From 1993 to 2002, I had the honor of being the first, and still only, woman to serve as the United States Attorney for the Southern District of New York. In that role, I prosecuted a variety of criminals, from white-collar lawbreakers to mobsters to terrorists. It was an exciting and impactful job. One memorable impact came from outside of the courthouse and has carried over to my current job as chair of the Securities and Exchange Commission.

While U.S. attorney, I also served a term as the chair of the Attorney General's Advisory Committee under the first woman attorney general, Janet Reno. In that capacity, I attended the attorney general's weekly senior staff meetings, which were also attended by a very impressive array of presidential appointees. In these meetings, it was clear that the dynamic was different. For the very first time in my career, then almost 20 years, I was in a high-powered meeting where the women outnumbered the men. In that environment, the women were empowered and spoke up more and offered a number of breakthrough solutions. These meetings brought home to me that diversity contributes to high-quality decision-making and generating the best ideas.

Most public company boards still stand to benefit greatly from this reality. Companies that have proactively embraced diversity deserve to be recognized as leaders of the change that is not only the right thing to do, but also benefits their companies.

For many years now, several studies have shown that diversity in the boardroom is linked to better financial results for companies. The landmark 2012 study by the Credit Suisse Research Institute, for example, reported that, from 2005 to 2011, companies with women on the board had higher average returns on equity and higher net income growth. In 2014, the institute followed up with another study, which confirmed earlier findings that "greater gender diversity in companies' management improves their financial performance." In some cases, all it seems to take is one woman on the board for a company to see a difference. Between 2006 and 2015, companies with at least one woman on their board had an average return on equity of 14.1%, compared to only 11.2% for all-male boards.

Even with the mounting evidence of benefits, however, women made up only 26.9% of new directors last year and the numbers are even lower for minority directors. Companies can do so much better and the ability to effect immediate change lies with them.

While 98% of S&P 500 boards have at least one female director and 79% have at least one minority director, the total percentage of women on the boards of S&P 500 companies hovers at less than 20%, and the total percentage of minority directors at the largest 200 S&P 500 companies is 15%. And it is not a supply issue. There are many resources companies can use to seek out well-qualified women and minorities for their boards.

In July, a who's who of CEOs came out strongly in favor of pursuing more diverse boards. In an open letter, the group called for balancing the need for "wisdom and judgment ...with the need for fresh thinking and perspectives." And this past spring, the Business Roundtable, an association of CEOs whose member companies employ nearly 16 million people and have about $7 trillion in annual revenues, announced that it was prioritizing diversity in director searches. These are positive developments and more companies should follow suit.

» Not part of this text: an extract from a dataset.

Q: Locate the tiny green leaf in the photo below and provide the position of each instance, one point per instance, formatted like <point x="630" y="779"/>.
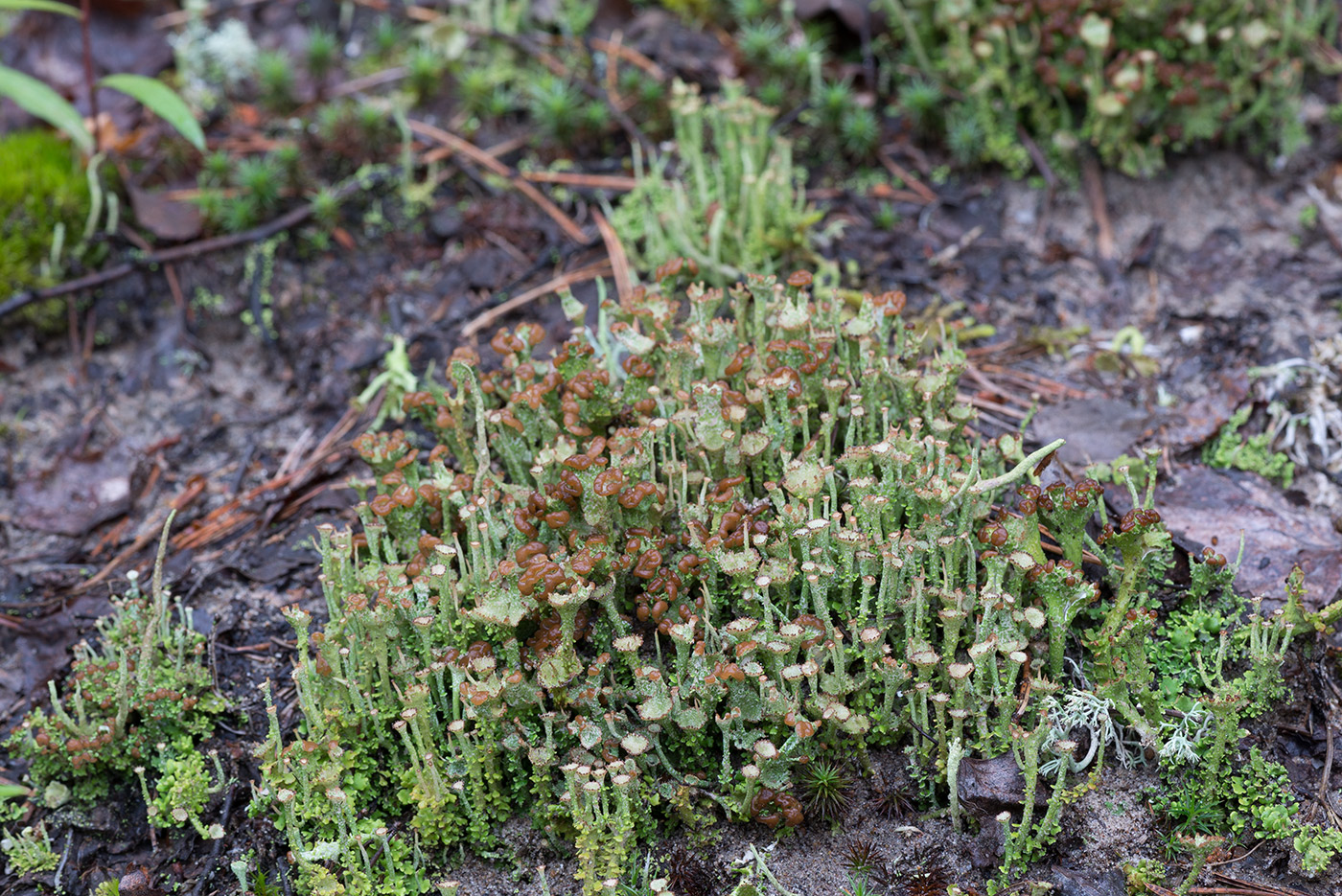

At the SEC, we are working to do our part on the rulemaking front. At my direction, the SEC staff is now preparing a recommendation to the commission to amend our current diversity disclosure rule to require more specificity, including information on the race, gender and ethnicity of board members and nominees.

In the United States, government does not dictate who companies must hire or elect to boards--these and many other decisions are generally left to the business judgment of companies and their shareholders. Indeed, the ability of companies and shareholders to establish their preferred governance framework is a hallmark of our capital markets and long thought to be a source of their strength. The time is right to amplify that strength through board diversity. It is an easy business decision to make and the right thing to do.

Mary Jo White is chair of the Securities and Exchange Commission.